BREAKING: Mudd Man Maverick Mudle ‘24 was discovered earlier this morning completely submerged in a residence hall sink after a rough tumble with his 27-in-one body wash. Attempting a complete overhaul of systemic filth at Harvey Mudd, Mudle camped out in the Drinkward bathroom, pregaming for his first shower in eight years. At 3:54 A.M., Mudle was discovered at the scene by two students that described him as a fellow “with a sudsy look about him… and also butt-ass naked in a sink.” 

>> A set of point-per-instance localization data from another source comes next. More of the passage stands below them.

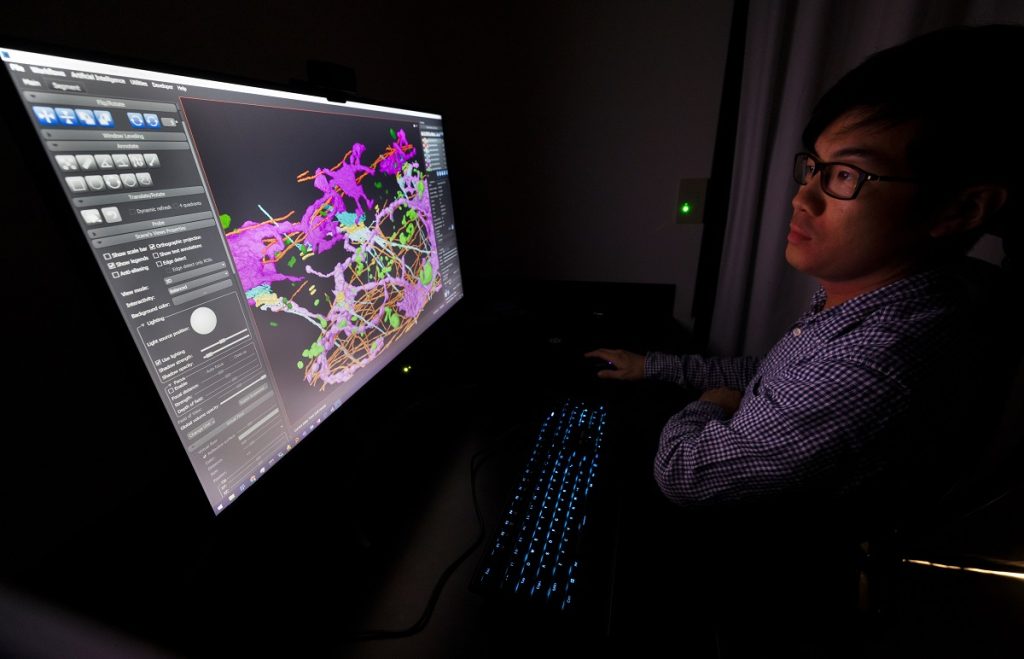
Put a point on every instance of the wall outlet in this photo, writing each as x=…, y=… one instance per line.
x=689, y=205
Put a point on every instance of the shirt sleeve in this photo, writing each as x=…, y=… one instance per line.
x=701, y=372
x=790, y=433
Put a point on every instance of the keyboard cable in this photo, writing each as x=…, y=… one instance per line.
x=477, y=460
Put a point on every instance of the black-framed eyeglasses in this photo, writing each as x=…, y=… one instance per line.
x=838, y=179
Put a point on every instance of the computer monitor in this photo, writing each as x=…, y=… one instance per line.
x=270, y=252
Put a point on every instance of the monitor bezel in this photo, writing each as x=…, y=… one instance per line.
x=49, y=195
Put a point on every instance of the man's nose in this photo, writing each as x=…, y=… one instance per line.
x=810, y=198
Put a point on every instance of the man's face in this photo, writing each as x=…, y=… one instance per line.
x=873, y=237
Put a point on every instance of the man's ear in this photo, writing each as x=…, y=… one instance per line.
x=969, y=210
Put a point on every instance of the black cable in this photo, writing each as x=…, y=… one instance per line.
x=421, y=623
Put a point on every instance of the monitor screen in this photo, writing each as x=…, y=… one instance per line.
x=270, y=252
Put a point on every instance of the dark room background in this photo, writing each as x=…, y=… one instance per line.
x=569, y=124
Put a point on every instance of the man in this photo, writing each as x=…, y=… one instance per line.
x=906, y=161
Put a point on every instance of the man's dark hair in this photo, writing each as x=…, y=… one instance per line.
x=961, y=87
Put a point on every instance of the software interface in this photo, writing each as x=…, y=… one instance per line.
x=270, y=252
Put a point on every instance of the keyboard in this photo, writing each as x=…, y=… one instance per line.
x=537, y=552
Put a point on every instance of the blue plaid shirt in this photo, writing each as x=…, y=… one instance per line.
x=816, y=409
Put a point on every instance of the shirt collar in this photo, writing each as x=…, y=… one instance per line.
x=919, y=288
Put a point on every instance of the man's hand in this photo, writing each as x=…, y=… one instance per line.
x=625, y=365
x=727, y=399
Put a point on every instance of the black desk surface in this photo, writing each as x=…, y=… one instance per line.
x=349, y=533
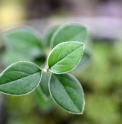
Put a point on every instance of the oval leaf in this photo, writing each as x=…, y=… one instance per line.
x=65, y=56
x=23, y=41
x=20, y=78
x=69, y=32
x=67, y=93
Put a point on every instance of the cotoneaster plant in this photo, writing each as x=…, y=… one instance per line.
x=53, y=57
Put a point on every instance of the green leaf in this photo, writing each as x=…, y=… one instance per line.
x=65, y=56
x=44, y=83
x=49, y=35
x=20, y=78
x=45, y=104
x=24, y=41
x=69, y=32
x=85, y=61
x=67, y=93
x=11, y=57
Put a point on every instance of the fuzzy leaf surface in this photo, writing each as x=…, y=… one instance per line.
x=67, y=93
x=69, y=32
x=65, y=56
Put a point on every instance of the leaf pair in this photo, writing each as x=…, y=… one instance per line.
x=23, y=77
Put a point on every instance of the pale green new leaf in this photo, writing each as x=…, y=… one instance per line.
x=65, y=56
x=67, y=93
x=24, y=41
x=49, y=35
x=69, y=32
x=44, y=83
x=20, y=78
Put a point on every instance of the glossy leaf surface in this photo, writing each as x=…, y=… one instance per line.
x=67, y=93
x=65, y=56
x=69, y=32
x=20, y=78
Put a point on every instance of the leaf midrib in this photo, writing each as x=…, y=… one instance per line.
x=66, y=56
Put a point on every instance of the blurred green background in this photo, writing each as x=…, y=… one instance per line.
x=101, y=80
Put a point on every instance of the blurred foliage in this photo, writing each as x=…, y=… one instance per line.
x=102, y=84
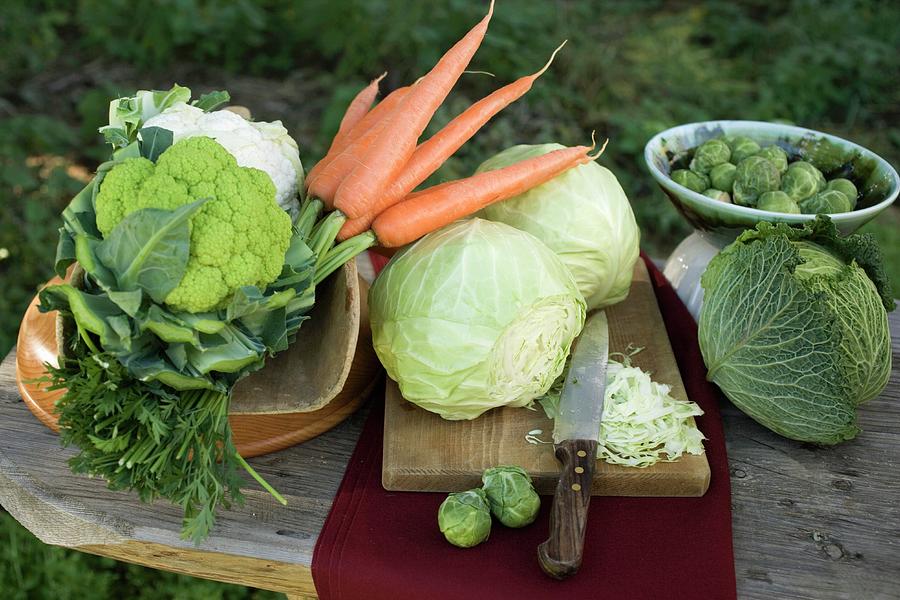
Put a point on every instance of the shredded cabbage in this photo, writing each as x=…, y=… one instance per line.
x=642, y=423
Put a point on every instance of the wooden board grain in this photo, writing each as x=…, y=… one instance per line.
x=255, y=432
x=423, y=452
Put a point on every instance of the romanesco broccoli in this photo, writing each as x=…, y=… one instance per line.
x=238, y=238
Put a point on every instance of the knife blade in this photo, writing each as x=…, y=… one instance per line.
x=575, y=435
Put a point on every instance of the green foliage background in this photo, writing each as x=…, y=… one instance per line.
x=630, y=69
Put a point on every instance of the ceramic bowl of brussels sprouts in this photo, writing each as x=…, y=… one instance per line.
x=726, y=176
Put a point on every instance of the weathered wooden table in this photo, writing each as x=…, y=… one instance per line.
x=809, y=522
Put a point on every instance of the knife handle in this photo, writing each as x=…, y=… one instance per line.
x=560, y=555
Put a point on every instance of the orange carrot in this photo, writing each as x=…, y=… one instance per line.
x=435, y=207
x=353, y=227
x=430, y=155
x=328, y=180
x=378, y=114
x=358, y=108
x=387, y=156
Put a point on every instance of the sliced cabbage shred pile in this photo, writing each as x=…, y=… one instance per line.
x=642, y=423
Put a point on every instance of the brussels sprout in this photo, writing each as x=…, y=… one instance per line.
x=776, y=156
x=778, y=201
x=846, y=187
x=828, y=202
x=741, y=148
x=709, y=154
x=722, y=176
x=802, y=180
x=718, y=195
x=511, y=495
x=465, y=518
x=695, y=182
x=754, y=176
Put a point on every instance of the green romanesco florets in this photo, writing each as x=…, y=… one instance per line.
x=239, y=237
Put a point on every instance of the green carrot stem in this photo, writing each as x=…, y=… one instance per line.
x=260, y=480
x=326, y=230
x=342, y=253
x=309, y=214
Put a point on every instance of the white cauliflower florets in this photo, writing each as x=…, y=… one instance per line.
x=261, y=145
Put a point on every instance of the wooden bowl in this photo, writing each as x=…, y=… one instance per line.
x=298, y=395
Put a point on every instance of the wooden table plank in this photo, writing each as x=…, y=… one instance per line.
x=817, y=523
x=263, y=544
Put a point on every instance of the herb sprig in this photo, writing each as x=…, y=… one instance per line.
x=142, y=437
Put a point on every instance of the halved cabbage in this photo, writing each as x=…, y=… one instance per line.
x=474, y=316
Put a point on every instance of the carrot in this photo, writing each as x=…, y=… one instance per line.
x=435, y=207
x=328, y=180
x=358, y=108
x=373, y=117
x=356, y=226
x=430, y=155
x=383, y=161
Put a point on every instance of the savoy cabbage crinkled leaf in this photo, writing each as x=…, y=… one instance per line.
x=793, y=328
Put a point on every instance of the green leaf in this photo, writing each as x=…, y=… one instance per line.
x=149, y=249
x=212, y=100
x=115, y=136
x=773, y=345
x=155, y=141
x=91, y=313
x=229, y=351
x=168, y=327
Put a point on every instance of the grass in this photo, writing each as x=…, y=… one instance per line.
x=630, y=69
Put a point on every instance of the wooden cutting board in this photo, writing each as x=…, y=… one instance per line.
x=423, y=452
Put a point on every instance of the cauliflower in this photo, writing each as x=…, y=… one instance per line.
x=239, y=237
x=261, y=145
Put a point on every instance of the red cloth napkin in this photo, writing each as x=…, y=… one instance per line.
x=377, y=544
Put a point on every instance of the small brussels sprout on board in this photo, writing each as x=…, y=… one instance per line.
x=465, y=518
x=776, y=156
x=827, y=202
x=709, y=154
x=741, y=147
x=802, y=180
x=722, y=177
x=511, y=495
x=846, y=187
x=778, y=201
x=755, y=175
x=718, y=195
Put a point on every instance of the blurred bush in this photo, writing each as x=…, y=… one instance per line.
x=629, y=70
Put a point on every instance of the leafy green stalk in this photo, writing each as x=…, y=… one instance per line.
x=143, y=437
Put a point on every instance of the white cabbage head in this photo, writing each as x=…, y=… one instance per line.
x=474, y=316
x=582, y=215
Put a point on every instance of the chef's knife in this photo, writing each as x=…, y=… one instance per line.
x=575, y=435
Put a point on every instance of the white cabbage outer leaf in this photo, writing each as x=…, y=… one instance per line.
x=261, y=145
x=582, y=215
x=474, y=316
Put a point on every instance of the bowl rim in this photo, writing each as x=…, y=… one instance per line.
x=755, y=213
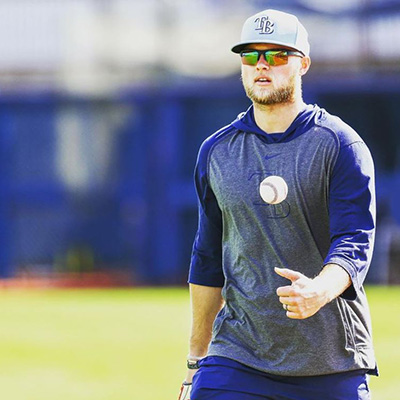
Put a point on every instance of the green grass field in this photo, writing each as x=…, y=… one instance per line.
x=129, y=344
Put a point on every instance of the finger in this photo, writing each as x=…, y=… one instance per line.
x=285, y=291
x=293, y=315
x=293, y=276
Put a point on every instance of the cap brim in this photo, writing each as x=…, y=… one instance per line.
x=237, y=48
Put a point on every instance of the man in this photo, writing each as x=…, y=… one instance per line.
x=278, y=307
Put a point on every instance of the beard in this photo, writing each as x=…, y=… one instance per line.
x=266, y=97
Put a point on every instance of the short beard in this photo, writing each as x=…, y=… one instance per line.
x=279, y=96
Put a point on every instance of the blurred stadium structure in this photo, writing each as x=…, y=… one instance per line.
x=105, y=102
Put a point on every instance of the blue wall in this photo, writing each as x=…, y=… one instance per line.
x=109, y=180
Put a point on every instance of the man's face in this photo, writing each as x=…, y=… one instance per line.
x=269, y=85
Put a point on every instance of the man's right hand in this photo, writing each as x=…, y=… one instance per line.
x=187, y=385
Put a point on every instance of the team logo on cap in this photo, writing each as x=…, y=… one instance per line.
x=264, y=25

“I didn’t really know what I was doing. I actually didn’t even know showers existed; I just thought they were an urban legend. I’ve seen signs that say to wash your hands above the sinks, and they seemed unused, so I thought it would be the same thing. Though, in retrospect, I guess I should’ve realized that showers would have been bigger, ” reports Mudle.

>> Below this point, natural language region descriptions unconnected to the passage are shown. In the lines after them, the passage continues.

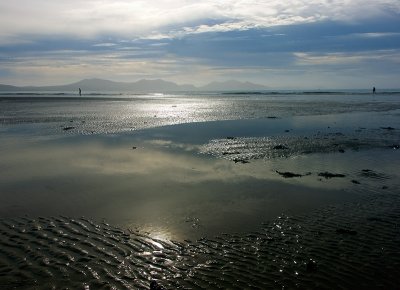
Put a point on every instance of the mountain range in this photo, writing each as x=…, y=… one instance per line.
x=158, y=85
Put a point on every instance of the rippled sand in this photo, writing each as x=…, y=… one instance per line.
x=240, y=195
x=355, y=245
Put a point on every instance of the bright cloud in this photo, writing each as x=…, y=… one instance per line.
x=271, y=42
x=138, y=18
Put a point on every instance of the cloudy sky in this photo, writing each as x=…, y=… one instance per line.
x=281, y=44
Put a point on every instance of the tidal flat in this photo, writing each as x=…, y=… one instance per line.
x=261, y=199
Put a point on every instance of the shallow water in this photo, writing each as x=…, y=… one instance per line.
x=242, y=193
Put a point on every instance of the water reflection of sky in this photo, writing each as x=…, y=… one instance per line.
x=156, y=180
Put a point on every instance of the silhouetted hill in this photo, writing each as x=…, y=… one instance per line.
x=158, y=85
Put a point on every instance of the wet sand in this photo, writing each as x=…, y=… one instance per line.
x=294, y=202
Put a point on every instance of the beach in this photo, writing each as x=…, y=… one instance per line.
x=200, y=191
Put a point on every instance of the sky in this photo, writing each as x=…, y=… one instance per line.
x=280, y=44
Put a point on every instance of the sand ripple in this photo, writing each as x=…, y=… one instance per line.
x=342, y=247
x=243, y=149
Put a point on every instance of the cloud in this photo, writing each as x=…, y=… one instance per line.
x=389, y=56
x=173, y=18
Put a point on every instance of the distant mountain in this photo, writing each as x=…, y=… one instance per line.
x=158, y=85
x=232, y=85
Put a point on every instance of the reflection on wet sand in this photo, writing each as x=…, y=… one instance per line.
x=157, y=185
x=187, y=220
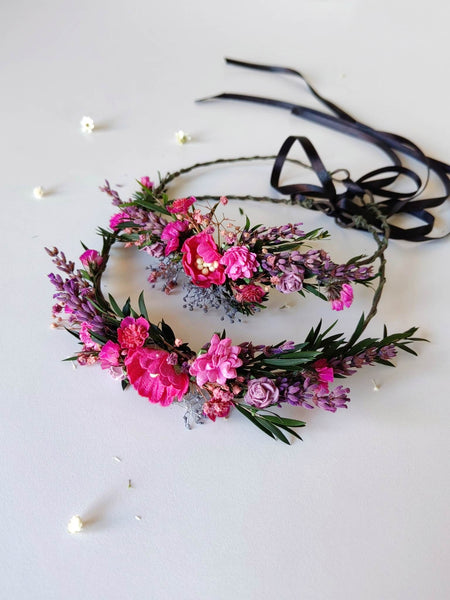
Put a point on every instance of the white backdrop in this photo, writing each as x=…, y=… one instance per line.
x=360, y=508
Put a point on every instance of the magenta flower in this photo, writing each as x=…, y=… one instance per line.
x=171, y=234
x=181, y=205
x=118, y=218
x=324, y=371
x=91, y=258
x=201, y=260
x=251, y=293
x=132, y=332
x=145, y=181
x=218, y=364
x=109, y=355
x=345, y=299
x=239, y=262
x=154, y=378
x=261, y=392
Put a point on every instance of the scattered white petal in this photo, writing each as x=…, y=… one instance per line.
x=75, y=524
x=38, y=192
x=87, y=125
x=182, y=137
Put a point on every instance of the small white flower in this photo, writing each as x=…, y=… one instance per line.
x=87, y=125
x=182, y=137
x=75, y=524
x=38, y=192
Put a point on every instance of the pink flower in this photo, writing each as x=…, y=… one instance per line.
x=251, y=293
x=218, y=364
x=109, y=355
x=91, y=258
x=85, y=337
x=145, y=181
x=171, y=235
x=201, y=260
x=151, y=375
x=216, y=408
x=240, y=262
x=132, y=332
x=118, y=218
x=181, y=205
x=345, y=299
x=323, y=370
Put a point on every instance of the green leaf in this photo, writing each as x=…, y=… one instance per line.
x=167, y=332
x=115, y=306
x=273, y=429
x=313, y=290
x=126, y=310
x=142, y=306
x=253, y=420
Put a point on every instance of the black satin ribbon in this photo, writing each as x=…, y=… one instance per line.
x=347, y=205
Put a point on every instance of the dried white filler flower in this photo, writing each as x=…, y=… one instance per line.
x=87, y=125
x=182, y=137
x=38, y=192
x=75, y=524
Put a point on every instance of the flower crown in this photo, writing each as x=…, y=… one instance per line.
x=232, y=268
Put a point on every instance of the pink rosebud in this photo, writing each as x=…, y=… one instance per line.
x=146, y=182
x=201, y=260
x=181, y=205
x=345, y=299
x=109, y=355
x=132, y=332
x=171, y=234
x=91, y=258
x=240, y=262
x=85, y=337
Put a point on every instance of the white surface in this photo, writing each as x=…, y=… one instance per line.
x=360, y=508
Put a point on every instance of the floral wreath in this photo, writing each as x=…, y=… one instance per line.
x=232, y=268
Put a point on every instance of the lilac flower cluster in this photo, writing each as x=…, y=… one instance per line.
x=348, y=365
x=302, y=392
x=73, y=294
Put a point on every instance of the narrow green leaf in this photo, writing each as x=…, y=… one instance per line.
x=142, y=306
x=115, y=306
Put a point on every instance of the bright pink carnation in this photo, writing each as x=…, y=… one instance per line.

After endeavoring somewhat unsuccessfully into the world of bathing, Mudle has reportedly sworn off hygiene as a whole. Describing himself as a martyr, Mudle has taken a page out of Pitzer’s book, protesting showering and refusing to touch water, even for consumption. He has gone so far as to convert to a full nudist. Mudle is said to take great pride in his filth-encrusted physique and even hopes to develop and market a new water-free soap for the chronically unwashed.

“You know, it was weird at first—having a naked person in my classroom,” reports Computer Science Professor Steve Stevenson, “but then I realized that I don’t give a shit about these kids anyway and get paid well enough not to care.” 

Although inspiring many Mudd students to join in Mudle’s efforts, the gaggle of nudists parading around the Claremont Colleges has brought to administrative attention the overwhelming stench exuding from the pits of Harvey Mudd. In a survey conducted among students across the four colleges, 64 percent reported the odor to affect their day-to-day living—a whopping 10 percent increase since the survey was last conducted before the pandemic.

“I can smell them from my ground-floor dorm,” reports local Scripps Clark Hall resident. “No, really, that shit is bad.” 

“We’re not sure what the problem is, quite honestly,” says administrative officer Jerald Cummings. “I mean, my office is in Pomona, so I can’t smell it. My colleagues and I agree that since it doesn’t affect us, it must not affect the students.”

On the flip side, many have congratulated Mudd on the pristineness of their showers. Some students have even begun to make the pilgrimage to Mudd to bathe themselves, bringing into motion cross-campus showering at the 5Cs.

“You know, the showers haven’t been cleaned since 1955, but they also haven’t been used since 1955.”